USDINR (75.79) broke above 75.75, as we have been cautioning for the last few sessions. The weakness in Rupee could gain momentum with the combined effect of a weaker Euro and Yuan along with weakness in Sensex and Nifty although the last couple of weeks that saw strength in the same indicators did not manage to pull USDINR down significantly as RBI intervened to keep the exchange rate higher. In the near term we expect a test of important resistance at 76 above which a possible extension to 76.30 is likely.

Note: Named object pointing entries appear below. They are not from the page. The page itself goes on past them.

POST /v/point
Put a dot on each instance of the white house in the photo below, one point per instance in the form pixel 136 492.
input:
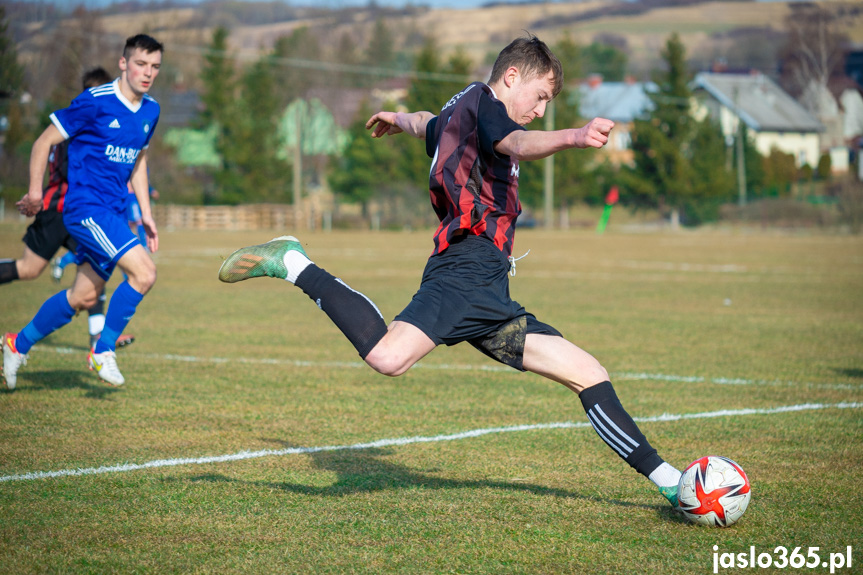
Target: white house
pixel 773 118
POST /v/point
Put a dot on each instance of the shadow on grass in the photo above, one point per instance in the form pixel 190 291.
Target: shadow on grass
pixel 366 471
pixel 32 381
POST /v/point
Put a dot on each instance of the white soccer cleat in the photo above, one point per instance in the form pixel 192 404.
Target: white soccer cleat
pixel 105 366
pixel 12 360
pixel 56 270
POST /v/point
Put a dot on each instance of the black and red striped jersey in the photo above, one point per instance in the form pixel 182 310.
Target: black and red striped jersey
pixel 473 190
pixel 54 194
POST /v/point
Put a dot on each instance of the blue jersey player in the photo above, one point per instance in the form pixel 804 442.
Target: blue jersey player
pixel 108 129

The strong sell-off in the equities has dragged the US Treasury yields sharply lower below their crucial supports. The chances of seeing a further rise that we had been expecting stands reduced now. The Treasury yields can fall further. The German yields have also come down sharply. Crucial supports are coming up which need to hold in order to keep the chances alive of seeing a fresh leg of rise. The 10Yr GoI has bounced from the key range support and is likely to move up within the preferred range now.

The US 2Yr (0.20%) and 5Yr (0.32%) Treasury yields remain stable. But at the far-end, the 10Yr (0.67%) and 30Yr (1.41%) yields have come down further sharply breaking below their key support levels of 0.70% and 1.47% respectively. The chances of seeing a rise to 0.80% on the 10Yr and 1.7% on the 30Yr stands negated now. The outlook is bearish and the 10Yr can dip to 0.58% while the 30Yr has room to test 1.25% on the downside.

The German 2Yr (-0.67%), 5Yr (-0.64%), 10Yr (-0.42%) and 30Yr (0.06%) yields have declined sharply across tenors 0% on the 30Yr and -0.45%/-0.50% region on the 10Yr are crucial levels to watch. A fall below these supports will negate our bullish view of seeing a bounce. In turn such a fall can drag the yields further lower to -0.60% (10Yr) and -0.10% (30Yr) going forward. We will have to wait and see.

The 10Yr GoI (5.9897%) tested 5.95% and has bounced-back from there as expected. A further break above 6% can take it higher to 6.05%-6.10% in the coming days. Broadly, our preferred range of 5.95%-6.10% is likely to remain intact. For now the chances of seeing a deeper fall to 5.90% mentioned yesterday stands reduced.